The research, led by associate professor Margaret Brunton, involved 53 face-to-face interviews and a nationwide online survey released to seven of the 20 district health boards.
Brunton said she was surprised by the extent of cultural barriers that emerged within the study and felt it prompted further discussion.
The Herald spoke to two migrant nurses, who cannot be identified, about the racial abuse they had faced.
An Auckland senior nurse who has worked in the country for over 10 years said she was once called a “f**ken Asian b****” by a 12-year-old patient.
“I think the one that sticks out the most was when a patient told me they wanted a ‘white nurse’.”
She said some people don’t realise just how much hurt those types of comments can cause.
“I had to walk out, but there’s nothing I can do when it happens; I just have to take the abuse and carry on with my work.”
An Indian nurse practitioner working in Palmerston North said cultural tensions she had experienced came not only from patients but also from fellow staff.

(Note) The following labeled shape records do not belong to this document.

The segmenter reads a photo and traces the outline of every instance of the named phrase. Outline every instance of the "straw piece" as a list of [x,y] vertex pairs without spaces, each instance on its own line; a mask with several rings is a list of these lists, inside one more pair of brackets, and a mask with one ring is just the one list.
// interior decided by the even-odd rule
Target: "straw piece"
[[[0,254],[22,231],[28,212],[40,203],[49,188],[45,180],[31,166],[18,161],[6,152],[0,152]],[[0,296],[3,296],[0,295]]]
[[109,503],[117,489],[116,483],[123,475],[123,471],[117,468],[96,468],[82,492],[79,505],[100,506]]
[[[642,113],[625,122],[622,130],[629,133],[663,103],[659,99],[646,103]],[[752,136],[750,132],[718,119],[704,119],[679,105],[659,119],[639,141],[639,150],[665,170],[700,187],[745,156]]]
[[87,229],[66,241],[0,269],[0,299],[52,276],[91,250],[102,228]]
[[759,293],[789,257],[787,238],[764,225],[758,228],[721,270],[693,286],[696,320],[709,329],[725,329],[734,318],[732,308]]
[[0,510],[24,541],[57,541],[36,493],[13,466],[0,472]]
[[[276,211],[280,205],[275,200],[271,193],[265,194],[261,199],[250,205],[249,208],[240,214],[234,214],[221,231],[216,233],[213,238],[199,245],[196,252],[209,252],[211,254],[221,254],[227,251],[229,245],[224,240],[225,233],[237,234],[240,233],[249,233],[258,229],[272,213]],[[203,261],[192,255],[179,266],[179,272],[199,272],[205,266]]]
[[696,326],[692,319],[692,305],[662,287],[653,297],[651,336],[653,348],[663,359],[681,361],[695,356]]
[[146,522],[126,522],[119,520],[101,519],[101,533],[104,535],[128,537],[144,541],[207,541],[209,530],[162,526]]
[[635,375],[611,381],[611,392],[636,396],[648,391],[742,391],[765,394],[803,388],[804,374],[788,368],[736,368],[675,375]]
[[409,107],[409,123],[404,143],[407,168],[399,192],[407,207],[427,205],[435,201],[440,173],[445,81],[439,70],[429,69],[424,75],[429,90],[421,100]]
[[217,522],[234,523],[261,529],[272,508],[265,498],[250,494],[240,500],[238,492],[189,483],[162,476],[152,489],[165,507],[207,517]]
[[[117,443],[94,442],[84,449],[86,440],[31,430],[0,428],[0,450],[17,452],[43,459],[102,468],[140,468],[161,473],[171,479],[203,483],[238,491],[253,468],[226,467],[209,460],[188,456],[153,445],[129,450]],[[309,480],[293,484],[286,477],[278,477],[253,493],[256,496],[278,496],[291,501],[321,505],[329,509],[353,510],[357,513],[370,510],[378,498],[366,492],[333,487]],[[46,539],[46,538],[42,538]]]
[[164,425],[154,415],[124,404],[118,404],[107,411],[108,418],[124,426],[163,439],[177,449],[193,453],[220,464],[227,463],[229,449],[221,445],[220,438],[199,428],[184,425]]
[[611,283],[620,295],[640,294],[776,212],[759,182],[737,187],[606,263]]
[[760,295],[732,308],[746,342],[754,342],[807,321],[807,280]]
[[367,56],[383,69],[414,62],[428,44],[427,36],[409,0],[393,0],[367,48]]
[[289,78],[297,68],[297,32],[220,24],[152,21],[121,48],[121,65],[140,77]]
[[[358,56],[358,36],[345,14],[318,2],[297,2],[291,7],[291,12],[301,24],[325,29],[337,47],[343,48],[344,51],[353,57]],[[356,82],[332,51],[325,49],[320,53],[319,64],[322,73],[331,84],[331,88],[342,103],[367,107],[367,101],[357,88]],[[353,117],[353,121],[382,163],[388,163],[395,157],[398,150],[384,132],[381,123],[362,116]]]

“A nurse I worked with once put a sign up in the ward saying ‘Kiwi nurses only’ after a male patient made it clear he didn’t want Indians looking after him,” she said.
Despite having worked in the country for eight years, gaining her master’s degree in health care and becoming a highly qualified nurse practitioner, racism continues to haunt her.
“It doesn’t matter how qualified I am or that I’ve passed my English-speaking exam, there’s a barrier.”
Brunton said it was not surprising, in the high-pressure and under-resourced environment that nurses work in, that cultural differences can lead to negative feelings.
“We are often told that exposure to different cultures leads to acceptance, but that requires the time and space to explore differences. That’s not possible for most nurses so the differences more commonly cause frustration, which impedes effective patient care.”
She said this was the first research of its kind so it was hard to compare if it was getting worse but with the increase of migrant nurses she imagined it was.
“Around one-quarter of registered nurses in New Zealand have qualified overseas and both New Zealand and internationally qualified nurses need to adapt to the changes this brings,” Brunton said.
Brunton said New Zealand nurses who responded to the survey recognised the clinical expertise of their foreign counterparts; they wanted their colleagues to be able to speak up and advocate for patient wellbeing, rather than being merely task-focused.
But she said migrant nurses reported unrelenting scrutiny of their practice.
“One migrant nurse described his workplace as being ‘like having a dinner with your in-laws – everything that you do will be judged’.
“He felt he had to be cautious about everything he said,” Brunton said.
She said 93 per cent of participants in the survey reported that they had sought help at work for understanding cultural differences in practice.
“We know they are asking for help … more needs to be done.”